Shuffling through life’s choices

Don’t get me wrong. Choice is good. I believe in choice. It’s better to have many choices in life instead of none at all.

Yet the fact remains: Choice is overrated.

If I had to choose, I’d say too much choice is the curse of our modern world. Choice is a massive time-waster. Choice is a leading cause of ulcers.

And you don’t want to get an ulcer, because then you will have to buy medicine. And if you are on Medicare, that means you will have to choose one of dozens of new prescription drug plans, which are very complicated, which is why Medicare has to send buses full of consultants out into the hinterlands (i.e., here) to help people choose.

With this many choices, the only responsible path is to carefully study each plan’s provisions in relation to your own needs and usage requirements, then close your eyes and jab your finger down randomly on the list.

Who can figure out all of the variables of co-pays and deductibles? All you really want to do is get rid of your ulcer, which is now throbbing worse than ever.

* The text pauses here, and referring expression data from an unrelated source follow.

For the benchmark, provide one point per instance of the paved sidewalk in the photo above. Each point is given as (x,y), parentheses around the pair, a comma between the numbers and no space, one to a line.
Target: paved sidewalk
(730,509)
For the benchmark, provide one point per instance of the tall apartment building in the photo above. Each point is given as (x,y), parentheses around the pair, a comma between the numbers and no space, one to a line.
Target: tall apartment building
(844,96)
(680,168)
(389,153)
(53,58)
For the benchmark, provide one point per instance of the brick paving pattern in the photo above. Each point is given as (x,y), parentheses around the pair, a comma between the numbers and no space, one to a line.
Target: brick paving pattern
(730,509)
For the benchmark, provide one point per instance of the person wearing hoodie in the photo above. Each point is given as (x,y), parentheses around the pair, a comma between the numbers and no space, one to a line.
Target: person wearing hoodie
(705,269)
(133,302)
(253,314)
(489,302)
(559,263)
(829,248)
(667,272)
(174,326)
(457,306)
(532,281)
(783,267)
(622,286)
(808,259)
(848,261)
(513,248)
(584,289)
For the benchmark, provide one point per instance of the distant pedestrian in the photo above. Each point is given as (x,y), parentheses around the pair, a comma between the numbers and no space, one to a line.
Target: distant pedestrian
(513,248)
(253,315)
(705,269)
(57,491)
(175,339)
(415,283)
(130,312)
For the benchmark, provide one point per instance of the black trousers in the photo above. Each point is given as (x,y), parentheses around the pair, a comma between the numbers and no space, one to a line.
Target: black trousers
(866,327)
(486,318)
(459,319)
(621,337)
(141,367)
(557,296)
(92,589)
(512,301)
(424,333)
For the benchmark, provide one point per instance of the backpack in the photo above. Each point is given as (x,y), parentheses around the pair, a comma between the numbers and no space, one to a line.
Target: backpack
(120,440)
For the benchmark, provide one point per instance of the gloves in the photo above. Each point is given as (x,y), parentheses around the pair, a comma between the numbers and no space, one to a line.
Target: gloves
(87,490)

Modern life is overloaded with choices. Let me give you a common example, here in the Christmas shopping season. Let’s say you want to buy a computer. You can’t just walk into a store and say, “Gimme a computer.”

You have to decide:

What kind of processor you want.

What kind of operating system you want.

What kind of screen you want: flat or whatever a nonflat one is called.

What kind of DVD burner you want, R or RW?

What are your gig requirements?

What are your SDRAM parameters?

So, if you’re like me, you research all of these questions painstakingly in Consumer Reports and “Buying Computers for Dummies” and settle on a model with all of the correct features. Then you walk into the store and the sales associate says, “Uhh, we don’t got that one,” and so you point to whatever box is nearby and say, “OK, gimme that one. Or whatever one you have.”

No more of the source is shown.